Most of the financial pledges for energy and water made by the international community have been directed toward the slow-moving World Bank. The problem with the well-intentioned good people at the World Bank dealing with Gaza is that they have only two solutions: emergency relief being thrown off trucks or grandiose infrastructure schemes that will take years, if ever, to be built. The Trump plan recognizes the need to unleash the creative potential of the Palestinian people for economic development, which should mean spurring small and medium businesses in the energy and water sector. The World Bank should take this approach as well.
An earlier unpublished draft of the plan included a major industrial zone in Sinai next to Gaza. The vision was that day passes could be arranged for Gazans to work there, with the zone anchored by a 50-megawatt solar field, a desalination plant, factories and more. The advantages of locating major infrastructure for Gaza outside of Gaza meant that it would not be exploited by Hamas from which to launch rockets nor targeted by the Israelis in retribution for rocket launches. There is also the question of space. Sinai has nearly infinite land, while Gaza is severely limited in space. The Egyptians often would hint that they could live with this but ultimately balked because they didn’t want to seem as if they are assuming any responsibility for Gaza and also because they feared the industrial zone would be a magnet for attacks by ISIS-allies, who are active in Sinai.

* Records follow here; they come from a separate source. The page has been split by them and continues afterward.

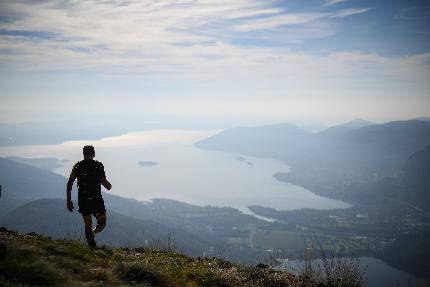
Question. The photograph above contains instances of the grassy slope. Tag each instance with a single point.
(38, 260)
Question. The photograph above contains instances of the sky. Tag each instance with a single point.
(236, 61)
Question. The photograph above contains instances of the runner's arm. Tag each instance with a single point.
(106, 183)
(72, 178)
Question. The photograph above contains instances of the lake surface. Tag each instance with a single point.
(165, 164)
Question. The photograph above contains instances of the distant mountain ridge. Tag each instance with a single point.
(33, 199)
(335, 160)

While the media and politicians have been focused on the political dynamics around the “deal of the century,” no one has yet noticed that it includes along the Egyptian border on the Israeli side a Gaza-linked corridor for an industrial zone and more. Because there is no sea link, only the desalination plant couldn’t be located there but the other aspects of the Sinai industrial zone can move forward within Israel, with or without a deal.
Understanding the difference between all-or-nothing dealmaking and statesmanship is key. It is time for the president to courageously implement the Gaza water and energy projects from the plan bearing his name.